Is there a link between growth and specific leadership traits? We’ve tried to shed some light on this question by integrating two unique databases: McKinsey’s granular-growth database, with information on the growth performance of more than 700 companies, and a database created by the executive search firm Egon Zehnder International that contains performance appraisals of more than 100,000 senior executives (see sidebar, “Two unique performance databases”). The overlap between the two databases—a group of 5,560 executives at 47 companies across a broad range of industries —allowed us to examine in detail the relationship between leadership competencies and revenue growth. We found that leadership quality is critical to growth, that most companies don’t have enough high-quality executives, and that certain competencies are more important to some growth strategies than to others. Companies that know how they want to grow can use these insights to cultivate the right skills in top executives.
Great leaders are hard to find but vitally important
Excellent leaders are few and far between. Only 1 percent of the executives in our sample achieved an average competency score of 6 or 7 out of 7 (although excellence in a single competency was more frequent). Just an additional 10 percent had an above-average score of 5.
That’s a challenge for growth-oriented corporations because leaders with high competency scores appear to make a difference: for every competency we reviewed, executives at companies in the top quartile of revenue growth scored higher than their counterparts at companies in the bottom quartile (Exhibit 1).

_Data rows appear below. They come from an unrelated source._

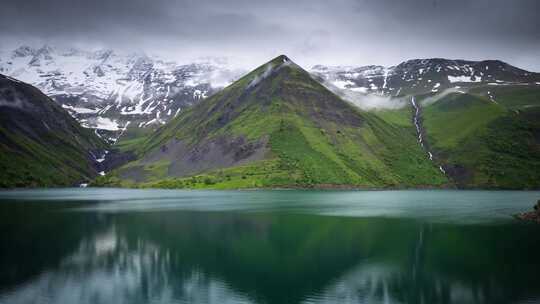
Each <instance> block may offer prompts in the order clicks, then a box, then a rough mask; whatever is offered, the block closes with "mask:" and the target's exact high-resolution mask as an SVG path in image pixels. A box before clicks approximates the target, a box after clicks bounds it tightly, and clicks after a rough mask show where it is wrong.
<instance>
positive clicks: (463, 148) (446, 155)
mask: <svg viewBox="0 0 540 304" xmlns="http://www.w3.org/2000/svg"><path fill="white" fill-rule="evenodd" d="M479 91H480V90H479V89H477V90H476V91H475V92H476V93H475V94H478V92H479ZM503 91H505V92H507V93H508V94H510V92H513V93H515V99H512V95H506V96H505V97H504V99H503V98H501V99H498V100H499V102H498V103H494V102H492V101H490V100H489V99H488V98H487V97H480V95H471V94H452V95H449V96H447V97H445V98H443V99H442V100H439V101H438V102H436V103H434V104H432V105H429V106H427V107H425V109H424V111H423V114H424V115H423V121H424V128H425V130H426V132H427V136H428V138H427V140H428V142H429V143H430V145H431V146H432V147H433V149H434V152H435V153H436V154H437V155H438V157H439V158H440V159H441V161H442V162H443V163H444V164H445V168H447V171H448V173H449V174H450V175H451V176H452V178H453V180H454V181H455V183H456V184H457V185H458V186H460V187H477V188H510V189H522V188H529V189H533V188H538V187H540V140H539V137H538V134H540V123H539V121H540V120H539V118H540V108H539V107H526V108H524V107H521V110H520V111H517V112H516V111H514V110H513V109H514V108H515V107H516V106H517V105H519V104H521V103H522V101H523V99H521V98H522V97H523V96H524V95H525V96H530V94H531V90H530V88H525V89H524V91H525V93H523V92H522V91H518V90H517V89H516V88H512V89H508V90H506V89H505V90H503ZM537 92H538V90H537ZM492 94H494V93H493V92H492ZM503 100H504V103H503ZM520 100H521V101H520ZM539 101H540V100H536V104H537V105H539V104H540V102H539ZM530 102H533V100H528V101H526V103H530ZM507 107H509V108H510V109H509V108H507Z"/></svg>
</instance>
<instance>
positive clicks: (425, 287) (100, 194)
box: [0, 188, 540, 304]
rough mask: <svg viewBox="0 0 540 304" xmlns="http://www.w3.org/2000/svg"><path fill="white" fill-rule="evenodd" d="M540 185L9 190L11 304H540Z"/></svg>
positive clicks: (0, 284) (3, 250)
mask: <svg viewBox="0 0 540 304" xmlns="http://www.w3.org/2000/svg"><path fill="white" fill-rule="evenodd" d="M538 199H540V192H539V191H458V190H406V191H307V190H306V191H302V190H268V191H266V190H264V191H263V190H261V191H189V190H130V189H93V188H87V189H43V190H12V191H1V192H0V210H1V212H0V218H1V221H0V244H2V249H1V251H0V303H2V304H4V303H5V304H14V303H15V304H16V303H62V304H64V303H66V304H73V303H111V304H112V303H114V304H119V303H486V304H494V303H505V304H506V303H539V302H540V225H536V224H532V223H524V222H520V221H517V220H515V219H514V218H513V217H512V215H513V214H516V213H518V212H524V211H529V210H531V209H532V206H533V205H534V203H536V201H537V200H538Z"/></svg>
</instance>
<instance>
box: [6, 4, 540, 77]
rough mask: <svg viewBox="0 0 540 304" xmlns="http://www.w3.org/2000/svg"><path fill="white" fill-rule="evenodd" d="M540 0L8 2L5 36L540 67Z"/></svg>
mask: <svg viewBox="0 0 540 304" xmlns="http://www.w3.org/2000/svg"><path fill="white" fill-rule="evenodd" d="M539 28H540V1H537V0H519V1H506V0H453V1H447V0H444V1H443V0H409V1H403V0H335V1H325V0H311V1H308V0H297V1H290V0H287V1H285V0H275V1H247V0H229V1H217V0H215V1H212V0H198V1H196V0H182V1H174V0H155V1H146V0H114V1H113V0H94V1H81V0H48V1H43V0H25V1H19V0H7V1H2V9H1V10H0V39H2V41H10V42H13V43H15V44H22V43H24V42H25V40H35V41H52V43H59V44H64V45H68V46H69V45H71V44H79V45H80V44H82V45H87V46H106V47H111V48H121V49H129V50H131V49H140V50H143V51H146V52H148V53H158V54H159V53H161V54H164V55H166V56H172V57H190V56H197V55H203V56H207V55H210V56H236V57H238V58H240V61H241V62H243V63H248V64H249V65H251V66H254V65H258V64H259V63H261V62H262V61H264V60H267V59H269V58H270V57H272V56H275V55H278V54H281V53H287V54H288V55H290V56H291V57H292V58H293V60H295V61H297V62H298V63H299V64H301V65H304V66H307V67H309V66H310V65H312V64H317V63H322V64H334V65H335V64H352V65H360V64H383V65H393V64H397V63H399V62H400V61H403V60H406V59H411V58H424V57H448V58H464V59H487V58H490V59H501V60H505V61H508V62H509V63H511V64H514V65H517V66H520V67H523V68H527V69H530V70H535V71H540V58H539V56H538V55H537V50H538V49H539V48H540V31H539V30H538V29H539Z"/></svg>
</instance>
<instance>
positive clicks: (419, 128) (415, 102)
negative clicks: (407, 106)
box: [411, 96, 446, 174]
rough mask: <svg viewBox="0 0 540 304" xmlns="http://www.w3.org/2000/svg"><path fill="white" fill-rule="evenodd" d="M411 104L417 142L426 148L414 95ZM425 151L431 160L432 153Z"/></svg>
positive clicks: (431, 156) (431, 157)
mask: <svg viewBox="0 0 540 304" xmlns="http://www.w3.org/2000/svg"><path fill="white" fill-rule="evenodd" d="M411 105H412V106H413V109H414V117H413V121H414V126H415V127H416V134H417V135H418V143H419V144H420V146H421V147H422V149H424V150H426V146H425V145H424V138H423V135H422V127H421V126H420V107H419V106H418V105H417V104H416V101H415V99H414V96H413V97H411ZM426 152H427V155H428V157H429V160H431V161H433V153H431V151H429V150H427V151H426ZM439 170H440V171H441V172H442V173H443V174H446V171H445V170H444V168H443V167H442V166H439Z"/></svg>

Similarly, companies where the top teams as a whole had excellent scores (that is, 6 or 7) on the various leadership competencies were also those with strong corporate revenue growth. On the other hand, we found no measurable correlation between revenue growth and teams with solid but unexceptional leadership.
Since such a small percentage of executives had above-average scores across all competencies, trying to jump-start growth by looking for great “all-rounders” is a risky bet. An alternative approach is for companies to cultivate specific competencies correlated with growth in their existing teams or to seek new talent with the needed skills.
Customer focus first
If your company is seeking a launching pad to improve performance, the analysis shows that one competency drives the greatest gains: delivering customer impact (defined as the capacity to understand customers’ evolving needs). Companies that had a critical mass of executives who got excellent (6 or 7) scores in this competency recorded superior growth consistently—both organically and through acquisitions.
What constitutes critical mass? Companies where at least 19 percent of the senior executives excelled at customer impact were also the most likely to achieve above-average revenue growth (in the top half of our database). For a company to be highly likely to have superior growth (the top quartile), 40 percent of its senior executives needed to be highly skilled in that area. So all of an organization’s leaders don’t need to be top flight at customer impact, but when a substantial number are, the impact on growth can be significant.
Tailor talent strategies to growth priorities
At most large companies, of course, there isn’t just one growth strategy. Rather, companies rely on a diversity of approaches that vary by business segment and by circumstance: at times executives might place more weight on acquisitions, while at others they focus on stealing share from competitors, for example. Our analysis shows that high growth rates for these different strategies are associated with excellence in a range of leadership skills wielded by managers at various levels of the organization.
Consider portfolio momentum growth, which flows from market growth across a company’s existing business segments. To drive this type of growth, senior managers beyond the top team typically need to execute a strategy effectively across often far-flung organizations. Senior managers at companies in the top quartile of this growth category were highly rated in competencies relating to dynamic people and organizational leadership: developing organizational capability, change leadership, and team leadership.
By contrast, companies in the top quartile of M&A-driven revenue growth had top-leadership teams that excelled at a broad range of skills. The first is market insight—in other words, looking beyond a company’s current business landscape to discern future growth opportunities. That competency no doubt supports the identification of deals, while another competency crucial for M&A-driven growth—a well-honed orientation toward achieving results—helps in postmerger integration.
If your company pursues multiple growth strategies, the talent bar is even higher. Our study shows that the average skill level of top teams at companies with a dual-growth strategy—defined as top-quartile performance in two of the three strategies (portfolio momentum, stealing share from competitors, or growth through acquisition)—was almost one and a half times that of their single-growth-strategy counterparts on key competencies (Exhibit 2).
In short, to achieve stronger growth, companies must not only assemble a critical mass of talent, which will require attracting and retaining an “unfair” share of excellent leaders, but also align these leaders’ roles and skills with the companies’ growth strategies. In our experience, the best companies conduct detailed assessments of the talent required—across the organization and by business unit and geography. They then create clear leadership-development targets for executives and managers and incorporate these targets into performance-management, recruitment, succession, and reward processes. In this way, top companies systematically build excellent leaders with the skills needed to drive growth.